A masking policy that defines the masking method and format.
A payload containing input values to be masked.

The IBM Optim Data Privacy for z/OS API returns masked values in the response.

Request body structure

The POST body is a JSON object that includes the following objects:

policy

The policy object specifies the processor type (masking method) and format.

The processor type defines the masking method. Different processors have different behaviors, such as input validation and repeatability. The processor type is defined in policy.processors[0].type.
The format specifies the domain of values, such as government identification numbers or credit card numbers. The format is required for some processors. The format is defined in policy.processors[0].configuration.format.

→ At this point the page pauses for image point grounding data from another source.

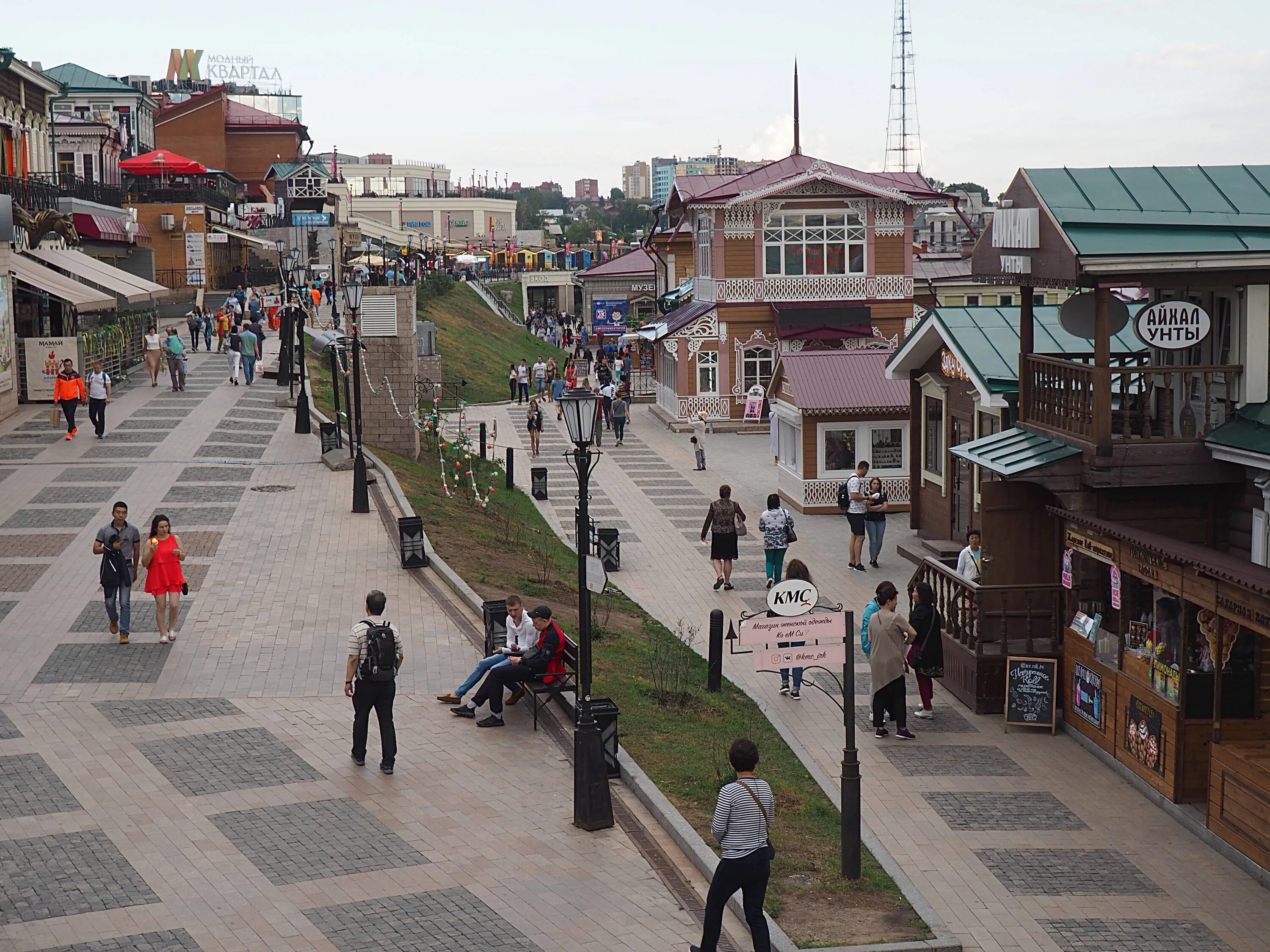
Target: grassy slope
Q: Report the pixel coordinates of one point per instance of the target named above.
(517, 303)
(475, 344)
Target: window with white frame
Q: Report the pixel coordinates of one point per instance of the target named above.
(708, 372)
(756, 367)
(701, 248)
(814, 244)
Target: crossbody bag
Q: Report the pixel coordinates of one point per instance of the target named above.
(768, 850)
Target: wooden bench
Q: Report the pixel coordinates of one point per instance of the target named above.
(560, 682)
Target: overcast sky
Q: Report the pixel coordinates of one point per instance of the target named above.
(564, 92)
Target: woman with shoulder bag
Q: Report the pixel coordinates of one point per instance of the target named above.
(926, 654)
(743, 819)
(726, 522)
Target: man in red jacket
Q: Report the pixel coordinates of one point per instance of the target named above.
(69, 393)
(536, 662)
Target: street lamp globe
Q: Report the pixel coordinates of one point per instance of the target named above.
(580, 407)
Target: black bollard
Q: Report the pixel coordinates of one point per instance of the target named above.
(714, 671)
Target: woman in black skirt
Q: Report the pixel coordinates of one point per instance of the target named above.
(722, 523)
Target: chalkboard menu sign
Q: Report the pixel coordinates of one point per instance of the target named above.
(1030, 685)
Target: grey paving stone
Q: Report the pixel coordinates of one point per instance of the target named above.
(105, 664)
(216, 474)
(60, 495)
(315, 841)
(117, 452)
(950, 759)
(42, 518)
(216, 493)
(999, 810)
(181, 517)
(1067, 872)
(21, 577)
(163, 941)
(96, 474)
(1133, 936)
(226, 451)
(127, 714)
(439, 921)
(28, 787)
(93, 616)
(214, 763)
(8, 729)
(69, 874)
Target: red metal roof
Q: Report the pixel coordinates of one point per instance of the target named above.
(630, 264)
(844, 380)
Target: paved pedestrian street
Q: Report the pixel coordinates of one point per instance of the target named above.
(200, 795)
(1016, 841)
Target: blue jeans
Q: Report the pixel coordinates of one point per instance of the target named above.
(785, 672)
(124, 615)
(875, 530)
(482, 668)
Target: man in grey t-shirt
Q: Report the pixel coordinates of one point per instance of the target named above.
(119, 542)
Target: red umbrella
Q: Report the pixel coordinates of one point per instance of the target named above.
(162, 163)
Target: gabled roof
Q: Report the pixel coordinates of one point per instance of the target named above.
(1159, 210)
(823, 381)
(986, 342)
(637, 263)
(78, 78)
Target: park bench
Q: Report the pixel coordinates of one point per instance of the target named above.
(562, 683)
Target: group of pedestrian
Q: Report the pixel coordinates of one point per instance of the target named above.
(119, 542)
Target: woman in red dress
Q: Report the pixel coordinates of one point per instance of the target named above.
(162, 559)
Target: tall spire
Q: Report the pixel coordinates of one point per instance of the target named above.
(798, 146)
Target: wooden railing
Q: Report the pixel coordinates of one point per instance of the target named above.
(1147, 402)
(996, 615)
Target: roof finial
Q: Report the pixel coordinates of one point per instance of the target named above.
(798, 146)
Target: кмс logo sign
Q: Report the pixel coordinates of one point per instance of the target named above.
(793, 597)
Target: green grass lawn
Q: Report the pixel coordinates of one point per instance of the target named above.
(517, 303)
(475, 344)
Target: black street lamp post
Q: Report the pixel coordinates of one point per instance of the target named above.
(592, 803)
(361, 493)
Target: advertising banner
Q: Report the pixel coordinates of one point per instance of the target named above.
(45, 358)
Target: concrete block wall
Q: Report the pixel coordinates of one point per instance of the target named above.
(393, 358)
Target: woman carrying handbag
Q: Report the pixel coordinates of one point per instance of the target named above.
(743, 818)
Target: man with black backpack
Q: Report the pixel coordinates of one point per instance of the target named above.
(375, 657)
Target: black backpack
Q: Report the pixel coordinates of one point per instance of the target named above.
(380, 662)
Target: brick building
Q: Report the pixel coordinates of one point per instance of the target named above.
(230, 136)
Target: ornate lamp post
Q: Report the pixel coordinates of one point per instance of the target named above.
(592, 803)
(361, 493)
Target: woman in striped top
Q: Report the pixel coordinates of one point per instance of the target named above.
(743, 817)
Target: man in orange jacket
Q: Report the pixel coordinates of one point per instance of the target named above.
(69, 391)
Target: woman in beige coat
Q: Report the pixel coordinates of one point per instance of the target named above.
(889, 635)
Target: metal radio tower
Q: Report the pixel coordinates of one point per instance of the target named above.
(903, 138)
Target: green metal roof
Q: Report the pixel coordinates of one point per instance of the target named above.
(1154, 210)
(1249, 431)
(1014, 452)
(986, 339)
(78, 79)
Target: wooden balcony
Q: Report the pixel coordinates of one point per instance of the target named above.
(986, 624)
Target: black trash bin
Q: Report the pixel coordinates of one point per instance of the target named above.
(494, 615)
(605, 711)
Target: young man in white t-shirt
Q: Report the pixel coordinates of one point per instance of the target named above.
(858, 488)
(98, 384)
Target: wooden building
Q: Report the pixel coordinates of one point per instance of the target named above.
(799, 253)
(1131, 493)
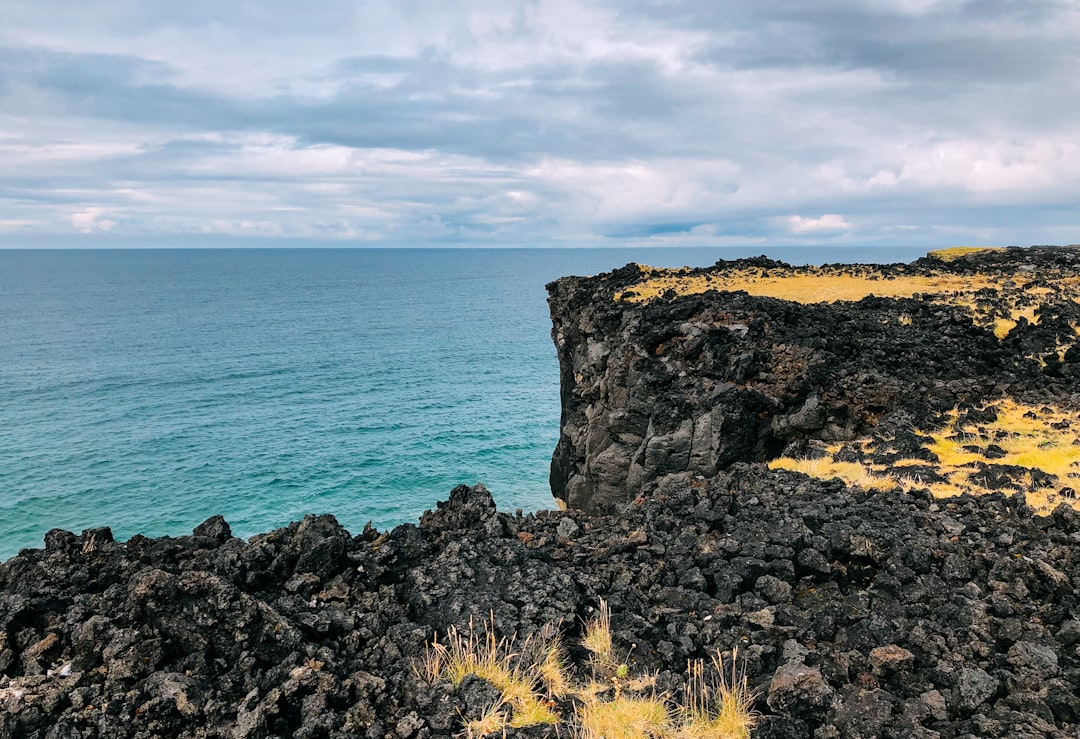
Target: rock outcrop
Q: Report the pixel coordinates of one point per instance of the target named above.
(673, 375)
(854, 614)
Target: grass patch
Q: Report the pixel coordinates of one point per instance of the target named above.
(1015, 296)
(1034, 449)
(611, 704)
(954, 253)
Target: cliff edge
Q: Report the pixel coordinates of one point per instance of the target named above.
(670, 376)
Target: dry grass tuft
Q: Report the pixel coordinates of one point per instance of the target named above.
(955, 253)
(623, 717)
(495, 661)
(1041, 441)
(597, 640)
(616, 706)
(1018, 295)
(717, 709)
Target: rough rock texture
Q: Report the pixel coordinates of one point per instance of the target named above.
(855, 615)
(662, 392)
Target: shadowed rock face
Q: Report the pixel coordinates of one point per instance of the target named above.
(855, 615)
(658, 393)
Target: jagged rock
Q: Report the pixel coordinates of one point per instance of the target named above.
(687, 385)
(855, 613)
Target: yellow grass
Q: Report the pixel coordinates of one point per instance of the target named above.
(597, 639)
(811, 284)
(718, 709)
(1026, 437)
(616, 707)
(623, 717)
(494, 661)
(494, 721)
(1022, 293)
(957, 252)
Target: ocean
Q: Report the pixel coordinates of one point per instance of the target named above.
(149, 389)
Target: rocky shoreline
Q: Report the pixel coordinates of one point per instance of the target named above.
(855, 613)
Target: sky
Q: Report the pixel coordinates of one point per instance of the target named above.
(539, 122)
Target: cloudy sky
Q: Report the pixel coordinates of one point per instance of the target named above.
(539, 122)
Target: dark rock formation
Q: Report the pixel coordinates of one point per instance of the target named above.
(682, 387)
(854, 614)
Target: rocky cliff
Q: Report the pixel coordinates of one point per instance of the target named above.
(673, 375)
(861, 609)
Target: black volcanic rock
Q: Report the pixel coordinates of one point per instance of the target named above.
(855, 614)
(684, 386)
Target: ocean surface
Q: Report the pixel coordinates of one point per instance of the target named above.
(147, 390)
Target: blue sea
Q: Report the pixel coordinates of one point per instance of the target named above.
(149, 389)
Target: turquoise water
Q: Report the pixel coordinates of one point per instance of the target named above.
(147, 390)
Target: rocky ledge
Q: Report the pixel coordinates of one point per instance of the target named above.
(673, 375)
(853, 610)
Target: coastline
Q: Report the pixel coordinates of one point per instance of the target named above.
(853, 612)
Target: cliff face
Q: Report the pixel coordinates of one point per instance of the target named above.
(672, 375)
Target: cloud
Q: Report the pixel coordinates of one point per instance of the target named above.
(91, 219)
(542, 121)
(831, 223)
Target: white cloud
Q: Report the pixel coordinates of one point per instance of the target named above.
(539, 121)
(831, 223)
(91, 219)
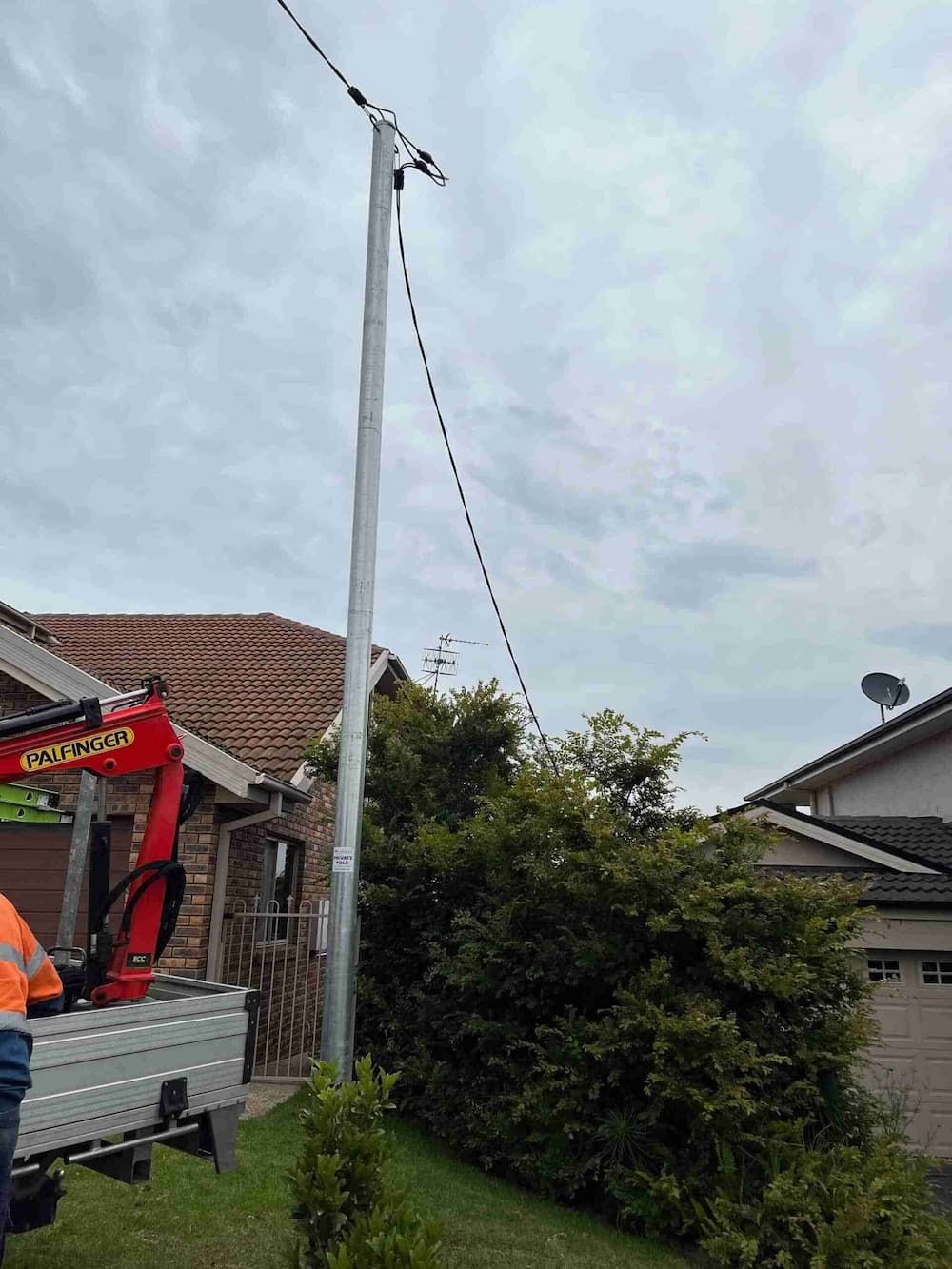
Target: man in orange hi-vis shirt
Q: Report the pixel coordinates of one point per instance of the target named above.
(30, 987)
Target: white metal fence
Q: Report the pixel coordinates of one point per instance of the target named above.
(281, 953)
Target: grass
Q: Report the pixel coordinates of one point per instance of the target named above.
(491, 1223)
(189, 1219)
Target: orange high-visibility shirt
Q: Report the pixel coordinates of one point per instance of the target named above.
(27, 974)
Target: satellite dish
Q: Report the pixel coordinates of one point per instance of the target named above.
(886, 690)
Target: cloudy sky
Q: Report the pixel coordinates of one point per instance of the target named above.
(685, 298)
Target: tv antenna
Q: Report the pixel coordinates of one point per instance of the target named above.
(444, 660)
(886, 690)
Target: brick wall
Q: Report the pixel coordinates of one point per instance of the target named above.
(198, 842)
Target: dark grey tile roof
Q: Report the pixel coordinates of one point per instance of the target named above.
(910, 888)
(885, 887)
(925, 837)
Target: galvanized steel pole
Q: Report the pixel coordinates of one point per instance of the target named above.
(76, 865)
(341, 980)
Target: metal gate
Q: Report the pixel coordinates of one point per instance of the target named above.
(281, 953)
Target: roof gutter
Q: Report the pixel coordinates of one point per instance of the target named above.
(284, 789)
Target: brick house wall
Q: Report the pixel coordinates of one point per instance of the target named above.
(312, 826)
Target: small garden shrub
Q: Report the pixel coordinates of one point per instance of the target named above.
(833, 1208)
(347, 1211)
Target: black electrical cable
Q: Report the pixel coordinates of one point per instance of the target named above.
(419, 159)
(460, 484)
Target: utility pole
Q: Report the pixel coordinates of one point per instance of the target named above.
(341, 979)
(76, 865)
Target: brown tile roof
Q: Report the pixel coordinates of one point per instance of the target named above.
(258, 685)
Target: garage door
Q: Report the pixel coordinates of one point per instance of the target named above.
(913, 1004)
(33, 860)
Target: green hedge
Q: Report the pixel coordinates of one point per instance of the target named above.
(604, 999)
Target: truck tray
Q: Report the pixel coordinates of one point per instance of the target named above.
(109, 1082)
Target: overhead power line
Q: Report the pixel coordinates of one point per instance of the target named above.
(419, 159)
(459, 481)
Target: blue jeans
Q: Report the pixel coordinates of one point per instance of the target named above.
(10, 1128)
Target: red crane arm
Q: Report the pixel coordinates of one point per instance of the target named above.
(110, 739)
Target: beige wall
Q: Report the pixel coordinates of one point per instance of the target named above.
(908, 932)
(918, 781)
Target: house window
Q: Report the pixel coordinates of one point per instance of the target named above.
(280, 877)
(883, 971)
(937, 974)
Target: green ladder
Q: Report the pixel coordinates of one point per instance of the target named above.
(30, 806)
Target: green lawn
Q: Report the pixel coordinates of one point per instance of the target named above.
(491, 1223)
(189, 1219)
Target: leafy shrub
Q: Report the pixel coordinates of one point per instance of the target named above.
(829, 1208)
(348, 1214)
(604, 998)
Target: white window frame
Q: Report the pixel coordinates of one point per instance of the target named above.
(270, 925)
(889, 968)
(942, 975)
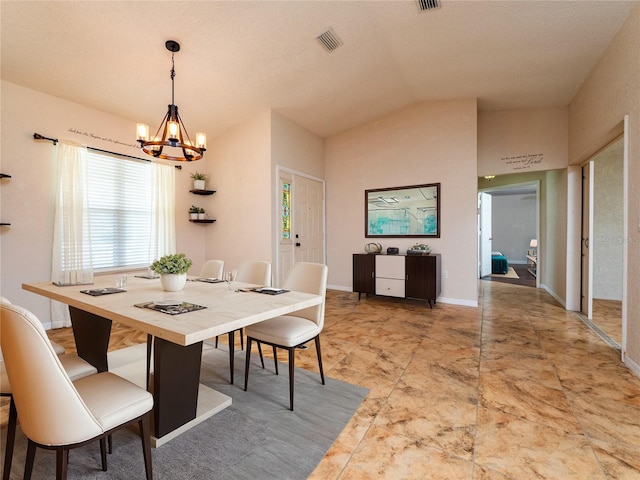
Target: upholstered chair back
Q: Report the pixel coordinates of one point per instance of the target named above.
(50, 410)
(212, 269)
(309, 278)
(254, 271)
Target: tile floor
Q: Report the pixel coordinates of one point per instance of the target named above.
(516, 389)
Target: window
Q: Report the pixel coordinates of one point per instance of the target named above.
(120, 201)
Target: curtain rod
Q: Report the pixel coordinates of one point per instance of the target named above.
(37, 136)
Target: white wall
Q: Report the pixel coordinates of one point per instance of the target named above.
(425, 143)
(595, 114)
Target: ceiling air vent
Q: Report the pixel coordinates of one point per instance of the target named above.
(329, 40)
(428, 4)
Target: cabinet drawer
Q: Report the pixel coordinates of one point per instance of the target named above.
(390, 287)
(389, 266)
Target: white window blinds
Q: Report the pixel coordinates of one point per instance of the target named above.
(120, 211)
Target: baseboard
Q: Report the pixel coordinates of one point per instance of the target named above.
(554, 295)
(633, 366)
(457, 301)
(452, 301)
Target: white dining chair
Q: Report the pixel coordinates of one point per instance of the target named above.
(75, 367)
(55, 412)
(212, 269)
(292, 331)
(256, 272)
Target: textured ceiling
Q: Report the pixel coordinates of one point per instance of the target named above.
(239, 58)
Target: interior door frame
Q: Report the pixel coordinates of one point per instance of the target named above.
(586, 253)
(541, 243)
(279, 271)
(625, 228)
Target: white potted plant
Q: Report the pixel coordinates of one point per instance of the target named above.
(199, 180)
(173, 270)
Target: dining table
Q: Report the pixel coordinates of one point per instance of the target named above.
(178, 322)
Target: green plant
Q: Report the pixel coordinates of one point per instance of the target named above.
(198, 176)
(177, 263)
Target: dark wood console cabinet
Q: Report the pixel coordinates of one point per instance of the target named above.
(364, 274)
(408, 276)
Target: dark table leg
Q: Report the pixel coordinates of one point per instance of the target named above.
(91, 333)
(176, 380)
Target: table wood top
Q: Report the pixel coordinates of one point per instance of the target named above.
(225, 310)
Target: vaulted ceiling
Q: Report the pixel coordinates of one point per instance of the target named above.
(241, 57)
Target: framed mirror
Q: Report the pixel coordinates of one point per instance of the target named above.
(412, 211)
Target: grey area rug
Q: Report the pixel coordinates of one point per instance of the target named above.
(257, 437)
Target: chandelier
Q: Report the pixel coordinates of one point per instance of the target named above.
(171, 141)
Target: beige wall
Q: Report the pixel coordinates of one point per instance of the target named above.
(595, 116)
(295, 148)
(28, 197)
(425, 143)
(554, 234)
(239, 167)
(520, 141)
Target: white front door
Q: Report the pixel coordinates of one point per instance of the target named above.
(308, 220)
(301, 219)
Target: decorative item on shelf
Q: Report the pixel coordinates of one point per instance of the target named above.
(173, 270)
(419, 249)
(373, 248)
(199, 180)
(172, 136)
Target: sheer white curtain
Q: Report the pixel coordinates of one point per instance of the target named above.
(162, 240)
(71, 256)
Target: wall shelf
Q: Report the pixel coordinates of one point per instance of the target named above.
(206, 220)
(202, 192)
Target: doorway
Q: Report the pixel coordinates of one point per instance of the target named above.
(603, 240)
(508, 232)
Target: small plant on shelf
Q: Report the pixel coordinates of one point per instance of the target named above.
(199, 180)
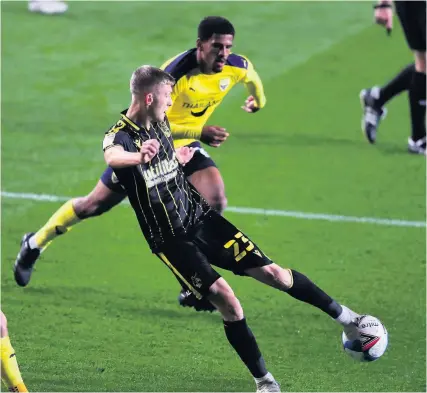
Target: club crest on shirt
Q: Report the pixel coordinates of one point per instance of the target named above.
(224, 83)
(164, 127)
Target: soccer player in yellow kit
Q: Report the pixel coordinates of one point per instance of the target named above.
(204, 75)
(10, 374)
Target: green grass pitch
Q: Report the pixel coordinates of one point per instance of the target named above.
(101, 313)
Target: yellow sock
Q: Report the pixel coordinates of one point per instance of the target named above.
(10, 374)
(61, 222)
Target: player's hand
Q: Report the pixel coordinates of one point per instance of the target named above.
(213, 135)
(384, 15)
(184, 154)
(250, 105)
(149, 149)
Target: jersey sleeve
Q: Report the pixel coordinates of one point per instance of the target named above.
(115, 136)
(254, 85)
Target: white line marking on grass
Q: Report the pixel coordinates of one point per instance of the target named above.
(250, 210)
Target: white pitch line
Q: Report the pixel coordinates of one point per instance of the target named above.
(251, 210)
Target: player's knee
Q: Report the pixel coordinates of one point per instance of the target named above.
(224, 299)
(89, 206)
(420, 61)
(278, 277)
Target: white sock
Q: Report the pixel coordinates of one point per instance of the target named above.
(266, 377)
(32, 243)
(347, 316)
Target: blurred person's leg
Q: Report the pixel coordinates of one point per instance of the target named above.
(48, 7)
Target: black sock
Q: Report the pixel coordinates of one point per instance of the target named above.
(399, 83)
(306, 291)
(243, 341)
(417, 102)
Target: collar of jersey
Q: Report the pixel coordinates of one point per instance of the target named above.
(129, 121)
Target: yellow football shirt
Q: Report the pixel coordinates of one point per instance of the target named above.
(196, 95)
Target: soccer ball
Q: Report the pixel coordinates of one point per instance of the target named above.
(371, 341)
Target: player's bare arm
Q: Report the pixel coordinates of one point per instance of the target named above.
(184, 154)
(117, 157)
(213, 135)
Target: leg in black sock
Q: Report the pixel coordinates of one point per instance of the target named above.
(243, 341)
(417, 102)
(306, 291)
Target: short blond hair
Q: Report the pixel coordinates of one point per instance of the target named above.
(146, 77)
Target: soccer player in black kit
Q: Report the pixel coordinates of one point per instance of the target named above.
(412, 78)
(185, 232)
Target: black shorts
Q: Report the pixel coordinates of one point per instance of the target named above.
(200, 160)
(216, 242)
(412, 16)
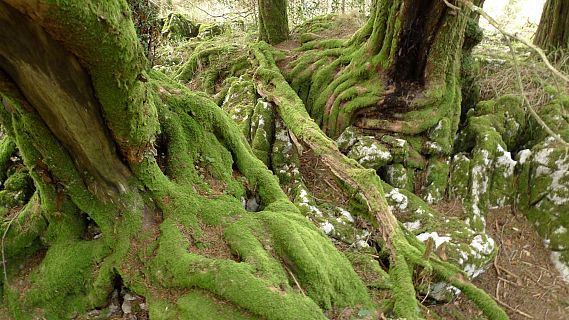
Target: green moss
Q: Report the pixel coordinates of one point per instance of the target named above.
(63, 283)
(262, 130)
(199, 306)
(177, 26)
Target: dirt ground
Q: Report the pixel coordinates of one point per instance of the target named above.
(522, 278)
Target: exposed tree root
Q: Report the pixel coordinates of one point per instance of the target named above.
(365, 183)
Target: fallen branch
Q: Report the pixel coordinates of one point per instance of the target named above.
(405, 250)
(508, 36)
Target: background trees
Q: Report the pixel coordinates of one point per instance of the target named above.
(188, 217)
(553, 30)
(273, 21)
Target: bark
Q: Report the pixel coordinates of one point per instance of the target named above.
(152, 167)
(553, 29)
(273, 21)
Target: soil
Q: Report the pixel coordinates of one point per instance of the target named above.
(522, 278)
(320, 181)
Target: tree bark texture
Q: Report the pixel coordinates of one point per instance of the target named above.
(273, 21)
(553, 29)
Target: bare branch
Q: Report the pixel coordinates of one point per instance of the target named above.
(508, 36)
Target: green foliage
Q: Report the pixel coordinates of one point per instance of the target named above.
(145, 15)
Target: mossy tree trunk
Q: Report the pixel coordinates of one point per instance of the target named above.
(553, 29)
(139, 182)
(273, 21)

Note: To get a list of available masking methods and formats, submit the following API endpoint:

GET /optim/v1/masking/types

payload

The payload object contains an array of input values to be masked.

Optional fields:
- iv: Initialization vector (seed for value generation).
- key: Encryption key (required for certain processors).

Processor requirements

Processors have different request body requirements.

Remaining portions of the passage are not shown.